Le vrai danger pour une marque n’est pas le manque de communication, mais la cacophonie de ses messages ; la plateforme de marque est l’unique rempart stratégique.
- Elle échoue systématiquement quand ses valeurs, sa mission et sa vision sont des déclarations génériques et interchangeables avec celles des concurrents.
- Son succès réside dans sa capacité à cristalliser une singularité non-négociable, puisée dans l’histoire et la culture réelle de l’entreprise.
Recommandation : Auditez vos récits fondateurs et les décisions passées pour y trouver des valeurs authentiques et discriminantes plutôt que des aspirations universelles.
Une campagne réussie, puis une autre qui semble parler un langage différent. Une publication sur les réseaux sociaux qui contredit un engagement pris sur votre site. Pour tout directeur marketing ou brand manager, cette dilution progressive du message est le symptôme le plus courant d’une marque naviguant sans gouvernail. Face à ce constat, le réflexe est souvent tactique : refaire un logo, lancer de nouvelles campagnes, multiplier les prises de parole. Pourtant, ces efforts, aussi louables soient-ils, ne traitent que la surface du problème.
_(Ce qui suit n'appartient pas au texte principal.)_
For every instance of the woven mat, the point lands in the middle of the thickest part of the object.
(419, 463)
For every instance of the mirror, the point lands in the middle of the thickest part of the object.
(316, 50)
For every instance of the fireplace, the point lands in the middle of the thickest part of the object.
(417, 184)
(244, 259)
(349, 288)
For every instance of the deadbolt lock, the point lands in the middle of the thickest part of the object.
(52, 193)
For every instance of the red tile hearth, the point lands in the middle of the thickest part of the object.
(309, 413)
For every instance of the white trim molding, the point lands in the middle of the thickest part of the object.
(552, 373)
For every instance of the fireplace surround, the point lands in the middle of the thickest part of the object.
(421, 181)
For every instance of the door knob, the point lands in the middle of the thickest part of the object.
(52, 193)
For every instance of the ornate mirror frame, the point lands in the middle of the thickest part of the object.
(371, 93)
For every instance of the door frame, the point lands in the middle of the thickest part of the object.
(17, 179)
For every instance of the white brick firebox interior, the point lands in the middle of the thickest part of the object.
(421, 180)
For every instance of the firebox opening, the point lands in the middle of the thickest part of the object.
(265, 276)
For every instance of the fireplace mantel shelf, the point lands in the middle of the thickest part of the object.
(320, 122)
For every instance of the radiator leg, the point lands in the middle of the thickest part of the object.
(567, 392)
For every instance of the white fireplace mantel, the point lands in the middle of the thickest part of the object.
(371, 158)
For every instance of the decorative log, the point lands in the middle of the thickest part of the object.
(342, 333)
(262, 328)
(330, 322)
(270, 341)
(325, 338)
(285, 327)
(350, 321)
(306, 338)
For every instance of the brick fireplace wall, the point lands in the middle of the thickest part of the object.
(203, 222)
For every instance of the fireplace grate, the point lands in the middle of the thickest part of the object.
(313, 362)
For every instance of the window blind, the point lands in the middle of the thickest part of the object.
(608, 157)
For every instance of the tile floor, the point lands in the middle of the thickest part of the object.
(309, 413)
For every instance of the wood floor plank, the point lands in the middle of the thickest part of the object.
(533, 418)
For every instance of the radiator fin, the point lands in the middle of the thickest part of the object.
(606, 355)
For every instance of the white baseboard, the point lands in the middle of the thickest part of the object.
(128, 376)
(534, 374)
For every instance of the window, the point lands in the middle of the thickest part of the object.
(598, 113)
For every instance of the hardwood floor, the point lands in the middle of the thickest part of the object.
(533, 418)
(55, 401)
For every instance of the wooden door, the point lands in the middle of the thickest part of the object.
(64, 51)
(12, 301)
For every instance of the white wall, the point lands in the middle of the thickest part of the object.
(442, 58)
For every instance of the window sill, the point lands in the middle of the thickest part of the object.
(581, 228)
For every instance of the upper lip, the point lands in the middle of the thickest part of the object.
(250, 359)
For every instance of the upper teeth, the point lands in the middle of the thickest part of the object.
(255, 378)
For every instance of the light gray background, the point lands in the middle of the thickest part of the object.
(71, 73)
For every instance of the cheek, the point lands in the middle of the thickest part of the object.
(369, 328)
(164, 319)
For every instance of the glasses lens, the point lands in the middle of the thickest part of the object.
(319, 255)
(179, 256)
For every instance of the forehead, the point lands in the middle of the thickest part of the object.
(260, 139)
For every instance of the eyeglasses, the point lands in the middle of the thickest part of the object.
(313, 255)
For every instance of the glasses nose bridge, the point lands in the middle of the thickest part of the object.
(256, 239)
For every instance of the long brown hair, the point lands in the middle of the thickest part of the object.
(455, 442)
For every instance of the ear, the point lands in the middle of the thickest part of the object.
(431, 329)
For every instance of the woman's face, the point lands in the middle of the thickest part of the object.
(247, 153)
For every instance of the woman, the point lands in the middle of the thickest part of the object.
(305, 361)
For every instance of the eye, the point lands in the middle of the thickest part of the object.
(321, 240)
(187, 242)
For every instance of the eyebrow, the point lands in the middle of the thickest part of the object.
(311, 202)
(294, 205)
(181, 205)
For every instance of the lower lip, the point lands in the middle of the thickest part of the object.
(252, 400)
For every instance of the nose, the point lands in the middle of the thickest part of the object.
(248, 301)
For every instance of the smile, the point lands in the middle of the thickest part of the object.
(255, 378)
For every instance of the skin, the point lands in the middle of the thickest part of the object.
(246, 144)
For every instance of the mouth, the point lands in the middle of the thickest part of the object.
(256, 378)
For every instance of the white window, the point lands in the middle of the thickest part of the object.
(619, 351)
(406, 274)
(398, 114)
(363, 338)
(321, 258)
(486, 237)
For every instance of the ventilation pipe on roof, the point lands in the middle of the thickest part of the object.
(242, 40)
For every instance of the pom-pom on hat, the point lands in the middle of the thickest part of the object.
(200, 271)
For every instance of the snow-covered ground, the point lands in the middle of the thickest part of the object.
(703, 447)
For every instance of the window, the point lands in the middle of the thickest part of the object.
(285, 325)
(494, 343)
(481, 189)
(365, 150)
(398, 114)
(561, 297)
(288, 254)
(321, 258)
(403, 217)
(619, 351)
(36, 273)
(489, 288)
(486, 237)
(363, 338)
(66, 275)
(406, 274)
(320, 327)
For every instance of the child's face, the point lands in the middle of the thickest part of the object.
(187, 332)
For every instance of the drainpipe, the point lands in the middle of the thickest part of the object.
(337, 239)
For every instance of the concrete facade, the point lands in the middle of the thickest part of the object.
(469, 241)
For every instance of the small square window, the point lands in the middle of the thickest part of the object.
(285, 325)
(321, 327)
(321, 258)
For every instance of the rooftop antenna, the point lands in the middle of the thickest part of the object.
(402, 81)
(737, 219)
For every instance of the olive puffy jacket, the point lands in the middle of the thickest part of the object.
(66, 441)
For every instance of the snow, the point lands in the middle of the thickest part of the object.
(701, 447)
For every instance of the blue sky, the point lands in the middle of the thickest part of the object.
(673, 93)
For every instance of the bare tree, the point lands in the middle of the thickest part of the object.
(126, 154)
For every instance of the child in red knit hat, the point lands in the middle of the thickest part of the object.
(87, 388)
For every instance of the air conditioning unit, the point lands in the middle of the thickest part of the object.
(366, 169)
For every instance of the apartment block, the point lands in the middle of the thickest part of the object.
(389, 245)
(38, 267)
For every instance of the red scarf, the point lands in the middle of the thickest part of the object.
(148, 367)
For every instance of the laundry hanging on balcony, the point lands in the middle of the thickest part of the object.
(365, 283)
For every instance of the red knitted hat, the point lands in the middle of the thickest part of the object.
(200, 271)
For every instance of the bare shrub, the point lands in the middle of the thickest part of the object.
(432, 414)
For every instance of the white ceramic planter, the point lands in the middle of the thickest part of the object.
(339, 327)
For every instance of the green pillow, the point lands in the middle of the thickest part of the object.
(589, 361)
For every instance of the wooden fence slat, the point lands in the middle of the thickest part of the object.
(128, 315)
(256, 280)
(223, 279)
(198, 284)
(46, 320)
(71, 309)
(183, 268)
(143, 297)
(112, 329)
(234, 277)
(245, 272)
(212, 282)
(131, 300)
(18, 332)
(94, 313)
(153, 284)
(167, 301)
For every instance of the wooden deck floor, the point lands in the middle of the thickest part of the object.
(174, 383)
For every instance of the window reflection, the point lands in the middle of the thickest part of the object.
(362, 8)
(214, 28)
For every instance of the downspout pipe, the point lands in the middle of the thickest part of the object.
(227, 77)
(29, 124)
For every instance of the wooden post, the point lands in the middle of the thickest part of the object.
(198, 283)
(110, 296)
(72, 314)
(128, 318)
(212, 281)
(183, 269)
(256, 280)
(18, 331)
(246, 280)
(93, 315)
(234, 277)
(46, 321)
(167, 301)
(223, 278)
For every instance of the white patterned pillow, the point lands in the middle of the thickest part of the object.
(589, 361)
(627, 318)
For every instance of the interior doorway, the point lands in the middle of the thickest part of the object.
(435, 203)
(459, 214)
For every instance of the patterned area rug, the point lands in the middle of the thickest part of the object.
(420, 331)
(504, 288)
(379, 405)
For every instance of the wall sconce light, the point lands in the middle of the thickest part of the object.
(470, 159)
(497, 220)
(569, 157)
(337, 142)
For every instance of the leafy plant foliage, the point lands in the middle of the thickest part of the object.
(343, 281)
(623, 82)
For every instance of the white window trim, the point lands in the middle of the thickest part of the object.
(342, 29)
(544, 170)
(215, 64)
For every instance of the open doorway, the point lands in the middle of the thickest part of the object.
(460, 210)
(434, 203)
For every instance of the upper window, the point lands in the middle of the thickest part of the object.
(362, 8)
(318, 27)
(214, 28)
Le débat se concentre souvent sur des concepts comme la « mission », la « vision » ou les « valeurs », devenus si galvaudés qu’ils finissent par peupler des documents stratégiques sans jamais infuser la réalité opérationnelle. Et si le problème n’était pas le manque de bonnes idées, mais l’absence d’un référentiel unique et partagé qui arbitre chaque décision ? La clé n’est pas de produire plus de contenu, mais de bâtir un actif stratégique immunitaire qui protège l’ADN de votre marque contre l’érosion du temps et la pression concurrentielle. C’est le rôle fondamental d’une plateforme de marque, pensée non pas comme un simple document, mais comme un véritable système de pilotage.
Cet article vous guidera pas à pas pour construire ce socle essentiel. Nous verrons comment la structurer de manière complète, comment éviter le piège fatal des valeurs interchangeables et comment la transformer en un guide opérationnel et inspirant pour toutes vos équipes, de la création de l’identité visuelle jusqu’au storytelling.
Pour naviguer efficacement à travers les piliers de cette construction stratégique, ce sommaire détaille les étapes clés que nous allons aborder. Chaque section est conçue pour vous fournir les outils et la clarté nécessaires à l’élaboration d’une plateforme de marque robuste et pérenne.
Sommaire : Bâtir une plateforme de marque pour un positionnement pérenne
- Pourquoi vos prises de parole semblent-elles contradictoires et diluent-elles votre positionnement au fil des mois ?
- Comment structurer une plateforme de marque complète qui guide vos décisions de communication pour la décennie ?
- Plateforme de marque fonctionnelle ou mission brand à impact sociétal : quel ancrage pour votre positionnement ?
- L’erreur qui rend votre plateforme de marque inutile : des valeurs et une mission interchangeables avec vos concurrents
- Quand faire évoluer votre plateforme de marque sans perdre la cohérence et la reconnaissance acquises ?
- Comment identifier le récit authentique de votre marque qui résonne émotionnellement avec votre audience ?
- Comment créer une identité visuelle complète qui va bien au-delà d’un simple logo ?
- Comment raconter l’histoire de votre marque pour toucher émotionnellement votre audience et créer de l’attachement ?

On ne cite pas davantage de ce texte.